I always read about public keys,private keys and speedphrases that you need to store them in a paper wallet or hardware wallet. The only thing I ever stored are the passphrases (those 12 or 24 words) I get from metamask or other wallet provider in the beginning of creating a wallet. Is this enough when I write them down and secure them?

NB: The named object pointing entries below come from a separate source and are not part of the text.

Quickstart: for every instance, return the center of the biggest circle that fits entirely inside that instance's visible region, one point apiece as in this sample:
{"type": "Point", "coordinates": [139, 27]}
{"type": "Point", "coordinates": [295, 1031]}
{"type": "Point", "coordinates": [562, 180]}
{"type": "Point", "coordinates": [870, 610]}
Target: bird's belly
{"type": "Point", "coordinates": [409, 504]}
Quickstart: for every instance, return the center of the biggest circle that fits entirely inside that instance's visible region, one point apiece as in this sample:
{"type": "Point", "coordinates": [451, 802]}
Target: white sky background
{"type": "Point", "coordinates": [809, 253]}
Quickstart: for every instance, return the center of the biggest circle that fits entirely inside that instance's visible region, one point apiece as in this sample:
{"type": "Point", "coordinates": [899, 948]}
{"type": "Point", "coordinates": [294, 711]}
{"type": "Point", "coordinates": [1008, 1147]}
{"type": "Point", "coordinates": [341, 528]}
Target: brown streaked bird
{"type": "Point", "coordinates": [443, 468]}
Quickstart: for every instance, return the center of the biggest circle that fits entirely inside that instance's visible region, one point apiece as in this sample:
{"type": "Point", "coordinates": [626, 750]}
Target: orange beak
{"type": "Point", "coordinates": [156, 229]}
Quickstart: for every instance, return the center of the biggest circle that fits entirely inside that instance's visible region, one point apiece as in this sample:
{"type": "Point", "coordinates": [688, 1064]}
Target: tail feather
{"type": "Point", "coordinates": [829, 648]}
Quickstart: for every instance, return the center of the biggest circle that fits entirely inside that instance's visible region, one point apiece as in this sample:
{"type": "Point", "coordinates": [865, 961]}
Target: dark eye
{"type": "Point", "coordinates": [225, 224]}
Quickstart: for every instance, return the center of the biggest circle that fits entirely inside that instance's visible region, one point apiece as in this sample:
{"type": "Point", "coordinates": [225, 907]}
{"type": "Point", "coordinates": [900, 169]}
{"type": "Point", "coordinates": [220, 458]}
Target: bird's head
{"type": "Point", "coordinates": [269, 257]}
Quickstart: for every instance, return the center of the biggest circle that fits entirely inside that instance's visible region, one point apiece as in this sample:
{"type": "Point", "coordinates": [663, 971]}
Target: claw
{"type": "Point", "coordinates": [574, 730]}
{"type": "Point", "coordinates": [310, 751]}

for some reason i dont like hardware wallets too, the following is “my way” to store my eth:
i did a fresh windows install and only downloaded metamask, nothing else, wrote down the address and the seed phrase and gave my metamask a password ( wrote the seed phrase and password on 20 pieces of paper and hid it here in my house in the cellar ) and turned off the computer and took out the hard drive
after that i did send my eth to the address
and there it is now ( 2 years from now ) until i need to access it again, but im a hodler, when the time comes (5 years maybe or more ) i will do a fresh install of windows again, install MM again and transfer my eth to an exchange of my choosing and change it to fiat then
Sorry but this is the most stupid thing I’ve heard regarding safeguarding crypto lol.
Why not make an Ubuntu bootable USB, why windows 10?
And even with your unnecessary method, your steps are wrong. You first need to send ETH to the address, verify it arrive and that you can send it back, and then you take out the hard drive.
I could write a bible as to why your method is slow, unsecure and bad but I’m just gonna say that creating your seed in a hot wallet is a bad idea, there a bazillion ways you could get exploited. Buy a HW wallet, they’re literally $70 and will save you this pain in the ass PLUS being like 25 times more secure lol
why dont you like hw wallets?
with your other steps, everything would have been fine, but you connected your pc unpatched / no virus scanner to the internet to dl metamask to create a wallet, and yeah its windows…
how ever unlikely it may be, you may have been subjected to a virus / keylogger while your unpatched windows machine got metamask… at hte time of the install
even if there was a 0.00001% chance your pc was compromised. imagine you had your life savings on a potentially compromised wallet where some bad actor had a keylogger on your pass phrase. sure its been 2 years, but maybe the hackers are waiting
This guy created the most unnecessary, slow, impractical and unsecure method to safeguard his crypto to avoid paying $70 to Ledger/Trezor.